🤖 AI Summary
Deep neural networks are prone to learning spurious correlations, leading to poor performance under distribution shifts or on minority subgroups. To address this, this work proposes a bilevel meta-learning approach that performs semantic editing of support-set samples within the frozen feature space of a pretrained backbone and adapts a lightweight classification head via a few inner-loop updates, thereby steering the model toward semantic features genuinely predictive of the target label. This method achieves, for the first time, efficient and stable feature-space meta-augmentation without requiring end-to-end retraining. Experiments demonstrate that training for just a few minutes on a single GPU substantially improves worst-group accuracy, and CLIP-based visualizations confirm that the edited features are semantically meaningful and effectively disentangled from spurious attributes.
📝 Abstract
Deep neural networks often rely on spurious features to make predictions, which makes them brittle under distribution shift and on samples where the spurious correlation does not hold (e.g., minority-group examples). Recent studies have shown that, even in such settings, the feature extractor of an Empirical Risk Minimization (ERM)-trained model can learn rich and informative representations, and that much of the failure may be attributed to the classifier head.
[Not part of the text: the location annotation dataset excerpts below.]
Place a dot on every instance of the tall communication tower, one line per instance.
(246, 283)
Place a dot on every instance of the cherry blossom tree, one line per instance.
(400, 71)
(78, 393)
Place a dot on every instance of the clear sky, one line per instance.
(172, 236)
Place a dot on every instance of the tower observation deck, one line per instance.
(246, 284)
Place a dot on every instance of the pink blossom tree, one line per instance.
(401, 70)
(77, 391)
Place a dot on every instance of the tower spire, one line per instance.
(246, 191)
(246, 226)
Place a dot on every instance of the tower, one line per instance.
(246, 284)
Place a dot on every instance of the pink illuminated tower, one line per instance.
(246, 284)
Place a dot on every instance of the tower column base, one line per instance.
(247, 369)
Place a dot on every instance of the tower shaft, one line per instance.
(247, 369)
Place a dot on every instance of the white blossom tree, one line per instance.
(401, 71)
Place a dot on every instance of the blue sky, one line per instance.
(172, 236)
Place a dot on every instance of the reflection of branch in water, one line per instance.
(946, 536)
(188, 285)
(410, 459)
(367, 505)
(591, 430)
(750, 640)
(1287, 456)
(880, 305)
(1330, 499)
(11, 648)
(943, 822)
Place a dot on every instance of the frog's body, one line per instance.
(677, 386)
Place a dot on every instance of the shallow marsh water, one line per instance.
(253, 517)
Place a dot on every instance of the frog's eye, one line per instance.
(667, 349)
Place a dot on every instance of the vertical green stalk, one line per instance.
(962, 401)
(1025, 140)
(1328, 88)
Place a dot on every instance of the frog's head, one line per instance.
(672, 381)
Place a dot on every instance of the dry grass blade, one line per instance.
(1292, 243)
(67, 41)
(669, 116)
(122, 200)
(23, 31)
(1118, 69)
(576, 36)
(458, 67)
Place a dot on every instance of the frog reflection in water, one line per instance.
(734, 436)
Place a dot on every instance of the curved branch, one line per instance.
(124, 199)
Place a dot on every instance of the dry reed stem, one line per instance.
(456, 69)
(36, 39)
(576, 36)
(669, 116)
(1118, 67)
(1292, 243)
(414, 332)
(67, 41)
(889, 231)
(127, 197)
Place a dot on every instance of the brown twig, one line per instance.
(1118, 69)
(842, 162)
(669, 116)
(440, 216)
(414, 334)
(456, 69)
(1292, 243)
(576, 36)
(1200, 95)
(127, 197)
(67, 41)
In particular, retraining a lightweight head while keeping the backbone frozen can substantially improve performance on shifted distributions and minority groups. Motivated by this observation, we propose a bilevel meta-learning method that performs augmentation directly in feature space to improve spurious correlation handling in the classifier head. Our method learns support-side feature edits such that, after a small number of inner-loop updates on the edited features, the classifier achieves lower loss on hard examples and improved worst-group performance. By operating at the backbone output rather than in pixel space or through end-to-end optimization, the method is highly efficient and stable, requiring only a few minutes of training on a single GPU. We further validate our method with CLIP-based visualizations, showing that the learned feature-space updates induce semantically meaningful shifts aligned with spurious attributes.